Though it isn’t impossible for accepted students to tour campus this spring, it isn’t easy, either.
Andrew Boehm, Miami’s associate director for visits and events, explained that COVID-19 has made large scale events such as Make It Miami impossible, but tours and information sessions are still a go.
“All of our accepted students' events that are on campus are booking up very quickly,” Boehm said. “There’s none left in the entire month of February, and March is going to get packed up as well. People are coming to campus to visit.”
The auditorium where information sessions are held is cleared for up to 38 people to use at once, but Boehm said Miami chose to limit the number of students to 10 per time slot to accommodate one guest per student and to keep numbers low.
With the limited scope of in-person events available and the pandemic far worse than it was last spring when Miami first shut down, many accepted students may opt to stick with online events.
The Make It Miami website is designed to let students follow their own pace. Information is sorted into 10 categories, including one for each academic college. Each section has a calendar of live online events students can register for, from student panels to information sessions for specific majors.

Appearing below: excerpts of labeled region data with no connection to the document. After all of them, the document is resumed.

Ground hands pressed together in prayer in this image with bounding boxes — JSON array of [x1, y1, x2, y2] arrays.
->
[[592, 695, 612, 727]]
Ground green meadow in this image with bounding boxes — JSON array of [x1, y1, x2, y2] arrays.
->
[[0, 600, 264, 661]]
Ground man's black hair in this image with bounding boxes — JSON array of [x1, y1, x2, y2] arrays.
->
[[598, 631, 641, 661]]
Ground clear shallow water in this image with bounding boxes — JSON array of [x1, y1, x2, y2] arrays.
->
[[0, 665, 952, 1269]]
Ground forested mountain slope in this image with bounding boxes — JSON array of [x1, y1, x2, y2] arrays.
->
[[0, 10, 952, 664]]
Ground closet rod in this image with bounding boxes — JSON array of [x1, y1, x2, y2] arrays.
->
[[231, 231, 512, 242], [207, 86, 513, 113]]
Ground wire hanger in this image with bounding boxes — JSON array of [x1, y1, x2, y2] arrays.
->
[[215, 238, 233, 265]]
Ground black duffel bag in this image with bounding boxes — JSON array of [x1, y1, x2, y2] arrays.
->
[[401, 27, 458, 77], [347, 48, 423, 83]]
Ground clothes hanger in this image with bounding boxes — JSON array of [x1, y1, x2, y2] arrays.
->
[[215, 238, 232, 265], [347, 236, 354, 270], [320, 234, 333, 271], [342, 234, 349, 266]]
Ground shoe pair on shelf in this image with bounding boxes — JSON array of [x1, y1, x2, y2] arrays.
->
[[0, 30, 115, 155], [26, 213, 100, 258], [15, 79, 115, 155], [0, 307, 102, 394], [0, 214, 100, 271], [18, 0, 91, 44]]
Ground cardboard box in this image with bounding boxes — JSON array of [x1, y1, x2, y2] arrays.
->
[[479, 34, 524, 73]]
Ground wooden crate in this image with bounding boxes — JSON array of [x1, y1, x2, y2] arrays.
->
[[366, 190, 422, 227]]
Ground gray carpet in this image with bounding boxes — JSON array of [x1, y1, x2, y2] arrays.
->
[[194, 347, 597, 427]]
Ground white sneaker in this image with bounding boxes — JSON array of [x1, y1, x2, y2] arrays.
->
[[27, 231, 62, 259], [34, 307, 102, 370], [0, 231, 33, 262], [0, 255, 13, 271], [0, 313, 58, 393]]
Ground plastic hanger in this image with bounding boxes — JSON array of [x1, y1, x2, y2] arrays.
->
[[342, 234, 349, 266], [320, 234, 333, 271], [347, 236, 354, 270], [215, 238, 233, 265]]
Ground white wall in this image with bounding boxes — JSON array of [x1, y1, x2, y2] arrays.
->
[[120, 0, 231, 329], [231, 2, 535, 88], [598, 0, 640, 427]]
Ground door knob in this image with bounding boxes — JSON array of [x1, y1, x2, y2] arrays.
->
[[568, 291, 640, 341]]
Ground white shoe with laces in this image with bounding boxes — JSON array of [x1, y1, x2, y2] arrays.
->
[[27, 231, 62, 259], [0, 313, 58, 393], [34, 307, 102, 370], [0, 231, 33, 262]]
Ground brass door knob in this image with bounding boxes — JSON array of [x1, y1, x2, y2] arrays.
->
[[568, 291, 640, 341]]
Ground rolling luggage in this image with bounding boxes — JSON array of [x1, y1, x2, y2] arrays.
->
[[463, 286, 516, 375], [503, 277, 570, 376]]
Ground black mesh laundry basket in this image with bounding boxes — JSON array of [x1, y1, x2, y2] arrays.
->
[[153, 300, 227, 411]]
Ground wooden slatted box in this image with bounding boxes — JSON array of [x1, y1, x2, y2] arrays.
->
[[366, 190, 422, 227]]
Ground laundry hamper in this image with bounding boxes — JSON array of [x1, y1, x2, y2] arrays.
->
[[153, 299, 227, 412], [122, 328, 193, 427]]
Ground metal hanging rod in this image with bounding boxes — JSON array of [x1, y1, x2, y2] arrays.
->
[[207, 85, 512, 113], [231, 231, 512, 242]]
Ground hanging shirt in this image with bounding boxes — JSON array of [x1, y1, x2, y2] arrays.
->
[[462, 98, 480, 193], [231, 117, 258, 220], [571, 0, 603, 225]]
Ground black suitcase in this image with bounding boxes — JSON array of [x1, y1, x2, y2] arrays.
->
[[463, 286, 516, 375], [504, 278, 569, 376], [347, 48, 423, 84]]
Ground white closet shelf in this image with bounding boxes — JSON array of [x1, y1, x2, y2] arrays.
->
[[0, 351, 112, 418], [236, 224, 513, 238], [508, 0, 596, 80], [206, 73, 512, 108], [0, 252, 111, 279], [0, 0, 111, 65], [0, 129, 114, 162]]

Several live online events are dedicated to diversity, an issue Miami has historically struggled with. Miami’s undergraduate population across all campuses was 75% white as of last October, compared to a national average of 55.2% on college campuses.
Director of Admissions Bethany Perkins said the new online format for events such as Red Brick Roadshow and Make It Miami are making accepted students’ events more accessible to those who may not have been able to make it to campus regardless of COVID-19.
“There are the students who could always make it to campus, who had the financial resources or a way to get here,” Perkins said. “We now have provided access to faculty and staff and current students in ways that many students would not have had access to in the past if they had to get to campus to experience it.”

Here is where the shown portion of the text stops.